The training methods for clients vary. They can be put in private sessions or in group seminars where they do mock interviews and speeches. Answers are analyzed and clients are given an opportunity to rethink the most effective way to answer questions.

Some people may visit a media trainer one time to get tips on how to deal with media. Or they may receive continual grooming.

People like high-profile politicians preparing for a debate get extensive help on how to come across well on camera and how to avoid pitfalls.

Politicians and people in large companies generally make up a lot of the business for media trainers.

"Politicians and people in private industry -- in my case, people in the health-care industry are big clients," says Mark Bernheimer, a media trainer in Los Angeles. But he says people from all walks of life can benefit from learning about the media.

"I helped an 11-year-old boy who was a patient at a children's hospital," he says. "He was launching a toy drive, and needed help learning how to give an interview and deal with the media."

So how exactly does a media trainer know what works in the media and what doesn't? Bernheimer relies on his many years as a TV reporter.

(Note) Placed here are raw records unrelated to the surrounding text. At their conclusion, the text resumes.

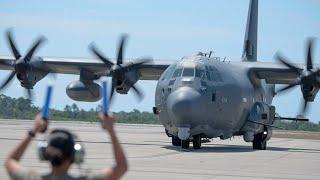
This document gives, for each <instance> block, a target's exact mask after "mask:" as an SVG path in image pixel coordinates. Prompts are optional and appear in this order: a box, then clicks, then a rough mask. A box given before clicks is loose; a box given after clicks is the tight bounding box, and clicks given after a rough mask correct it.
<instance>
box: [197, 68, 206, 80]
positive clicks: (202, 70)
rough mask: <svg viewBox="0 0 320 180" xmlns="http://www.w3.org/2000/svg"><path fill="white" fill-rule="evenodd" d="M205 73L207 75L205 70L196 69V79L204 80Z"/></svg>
mask: <svg viewBox="0 0 320 180" xmlns="http://www.w3.org/2000/svg"><path fill="white" fill-rule="evenodd" d="M204 73H205V71H204V70H202V69H198V68H196V77H198V78H200V79H203V78H204Z"/></svg>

He covered big events such as the O.J. Simpson trial and interviewed high-profile subjects such as Henry Kissinger.

"The most important thing you can give someone is the perspective of what it's like on the other side," he says.

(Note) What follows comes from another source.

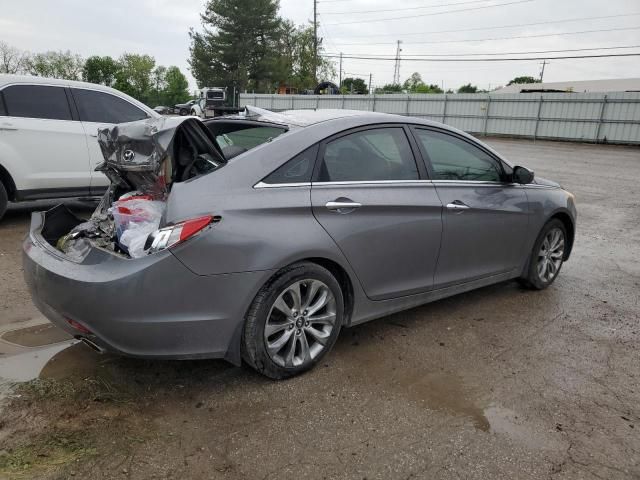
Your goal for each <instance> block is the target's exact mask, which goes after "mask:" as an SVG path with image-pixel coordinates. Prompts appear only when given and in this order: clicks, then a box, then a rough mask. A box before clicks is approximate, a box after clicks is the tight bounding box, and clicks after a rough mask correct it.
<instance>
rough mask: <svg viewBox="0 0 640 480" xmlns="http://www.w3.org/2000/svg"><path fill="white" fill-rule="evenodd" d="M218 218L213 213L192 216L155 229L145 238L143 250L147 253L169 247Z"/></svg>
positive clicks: (169, 247) (157, 250) (158, 251)
mask: <svg viewBox="0 0 640 480" xmlns="http://www.w3.org/2000/svg"><path fill="white" fill-rule="evenodd" d="M219 220H220V217H217V216H213V215H205V216H204V217H198V218H192V219H190V220H185V221H184V222H180V223H176V224H175V225H170V226H168V227H164V228H161V229H160V230H156V231H155V232H153V233H152V234H151V235H149V237H148V238H147V242H146V244H145V250H148V251H149V253H156V252H159V251H160V250H164V249H165V248H171V247H173V246H174V245H178V244H179V243H182V242H184V241H185V240H188V239H189V238H191V237H192V236H194V235H195V234H197V233H198V232H200V231H201V230H202V229H204V228H205V227H206V226H207V225H210V224H212V223H214V222H217V221H219Z"/></svg>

Walker agrees that in order to convince people, it's essential to have the expertise. But it's also important to be able to convince people that they can be successful.

"If I hear someone stand up and give a bad speech, it's not enough for me to tell them what was wrong," he says. He goes further and shows them how it could be better.

"As I'm listening, I evaluate what's garbage, what needs to be tweaked and what's interesting in the speech, and when they're done I stand up and give the speech again," he says.

Often clients wish that Walker would give the speech himself. But he gives them a model and shows them that the information they are imparting can be done in a much more effective way.

Being sensitive with clients in these situations can be one of the challenges of the job. Horner says that dealing with people's preconceived notions of the media can also be difficult.

"People are suspicious of the media and their motives," she says. "I try to explain that the media are just doing their job, and aren't out to get you all the time."

Because of this fear, people may often answer "No comment" when asked for an opinion by a reporter.

"It can be an immediate response. But there may be a better thing that can be said -- something that will impart beneficial information," says Horner.

She says it isn't her goal just to coach people on sound bites. "This training is an opportunity to encourage people to work more closely with the media. It's more than just working on appearances."

If media training was just about looking better on TV and sounding better on radio, it might be questionable as to whether the service is actually helping or hindering the viewers or listeners.

Bernheimer says that while working as a journalist, he never knew if an interviewee had been trained. "But it was easy to tell when someone was good at it," he says. "It was easy to know when someone could get their message across smoothly and be articulate."

Ultimately, he believes that interview subjects who are more at ease and who can get their message across make better subjects. It's easier for a reporter to engage them, and ultimately easier for the audience to understand them. "You want someone who understands the media and is articulate."